Search engine Spider Crawl Law two: whether the chain has timeliness

Source: Internet
Author: User
Keywords Quest

Intermediary transaction http://www.aliyun.com/zixun/aggregation/6858.html ">seo diagnose Taobao guest cloud host technology Hall

  

"Search engine spider Crawl law one of the secrets of spiders How to crawl the link" write the distance today has been more than 20 days, would have been writing down, but after the first article, suddenly no idea. Today with friends talk about the timeliness of the chain, that is, outside the chain will not fail.

This article no longer discusses the relevant content of the theory, but will give some examples to prove the first article, but also say the timeliness of the link.

First of all, the outer chain of the page was deleted, the external chain is effective?

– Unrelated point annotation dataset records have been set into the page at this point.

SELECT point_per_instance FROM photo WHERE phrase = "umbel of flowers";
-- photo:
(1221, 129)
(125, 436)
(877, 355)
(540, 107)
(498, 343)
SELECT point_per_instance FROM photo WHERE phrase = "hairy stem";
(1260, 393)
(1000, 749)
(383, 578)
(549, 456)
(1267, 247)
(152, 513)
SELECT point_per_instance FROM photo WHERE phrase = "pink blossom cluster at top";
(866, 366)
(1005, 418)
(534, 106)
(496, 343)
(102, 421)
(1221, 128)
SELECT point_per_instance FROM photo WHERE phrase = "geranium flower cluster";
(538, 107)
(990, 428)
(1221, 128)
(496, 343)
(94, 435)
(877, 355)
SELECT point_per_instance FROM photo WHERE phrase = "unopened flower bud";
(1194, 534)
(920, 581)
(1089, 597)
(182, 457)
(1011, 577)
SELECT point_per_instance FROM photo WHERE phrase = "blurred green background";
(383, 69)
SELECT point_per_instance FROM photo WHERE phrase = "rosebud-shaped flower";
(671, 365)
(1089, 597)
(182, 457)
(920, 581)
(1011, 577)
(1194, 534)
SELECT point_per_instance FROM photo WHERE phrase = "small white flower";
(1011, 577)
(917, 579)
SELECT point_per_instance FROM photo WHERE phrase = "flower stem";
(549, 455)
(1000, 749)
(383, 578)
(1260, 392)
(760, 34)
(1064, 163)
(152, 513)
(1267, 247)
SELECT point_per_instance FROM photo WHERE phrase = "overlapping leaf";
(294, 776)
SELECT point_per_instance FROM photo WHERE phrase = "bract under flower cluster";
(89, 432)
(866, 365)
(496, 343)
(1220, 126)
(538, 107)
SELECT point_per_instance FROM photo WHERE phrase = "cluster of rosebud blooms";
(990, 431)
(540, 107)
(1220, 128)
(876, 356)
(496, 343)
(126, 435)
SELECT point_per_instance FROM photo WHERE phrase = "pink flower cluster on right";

The answer to the outside of the chain of the page deleted is still valid. The evidence is as follows:

  

My blog China blog (probably because the traffic exceeded in 2006 was deleted) has long been deleted, but Baidu still has a snapshot. The snapshot of the next page is gone today, but the article page still exists. Look at the snapshot date can be seen in 2006, or even longer.

That is, although the page has been deleted for 5 years, but the snapshot of Baidu did not delete, then you said that this link spider will not crawl it?

I feel that should be crawling, and I blog in the web of this blog is a domain name a link, at that time just made a jump to the blog home page. Later, when I enabled domain A to do a blog, I immediately got a good weight, and the article is very easy to accept seconds. I believe this link 5 years ago played a lot of role.

Second, if the chain on the page search engine without a snapshot, outside the chain is effective?

The answer may surprise many people, the outer chain of the page without a snapshot can still be effective. Reasons can be seen in the spider How to crawl the link in this article, Spiders crawl the page, will be the content and links, link is the URL will add a Web site index library, and spider crawling from this URL index library set off.

First look at the evidence, this evidence from Google Webmaster tools:

  

  

This screenshot from the Google Webmaster tool fault diagnosis 404 report, before I set up a BBS under the original site, of course, as early as the N years ago has been deleted. But this does not exist page, by Google Spiders Crawl Source address unexpectedly is also nonexistent page. With Google search, there is no snapshot of these pages (pictured below). Does that mean that the export links on the page that have been 404 years old are still valid?

  

Third, then outside the chain for the search engine is timeliness?

Obviously, it should be time-sensitive. Then I guess the reason for the chain failure, there should be two reasons: that is, the chain of the page is deleted or links deleted.

1. For the deletion of the page, the search engine should continue to crawl this page on the outside chain, until this page 4,041 set time, will give search engine URL index library a command to delete this outside the chain.

2. In the case of page changes, search engines should also crawl the outside chain, until this contains this outside the chain of snapshots within the search engine completely deleted, will give the URL index library a command to delete this outside the chain. Because the page containing the chain will save n time snapshots According to the situation, this is why 8630.html "> sometimes search different words, the snapshot of the page is different."

In short, the chain is time-sensitive, but link modification or page deletion does not mean that the invalid. Of course, the search engine will have a complex internal calculation, the process will not be as simple as I said. If there is any disagreement, please leave a message directly under this article, we discuss each other.

Reprint please specify from the carefree blog, this article address: http://liboseo.com/1111.html

Respect for copyright, reproduced please specify the source and link!

Related articles: Search engine spider crawl law one of the secrets of spiders how to crawl links

Related Article

Contact Us

The content source of this page is from Internet, which doesn't represent Alibaba Cloud's opinion; products and services mentioned on that page don't have any relationship with Alibaba Cloud. If the content of the page makes you feel confusing, please write us an email, we will handle the problem within 5 days after receiving your email.

If you find any instances of plagiarism from the community, please send an email to: info-contact@alibabacloud.com and provide relevant evidence. A staff member will contact you within 5 working days.

A Free Trial That Lets You Build Big!

Start building with 50+ products and up to 12 months usage for Elastic Compute Service

  • Sales Support

    1 on 1 presale consultation

  • After-Sales Support

    24/7 Technical Support 6 Free Tickets per Quarter Faster Response

  • Alibaba Cloud offers highly flexible support services tailored to meet your exact needs.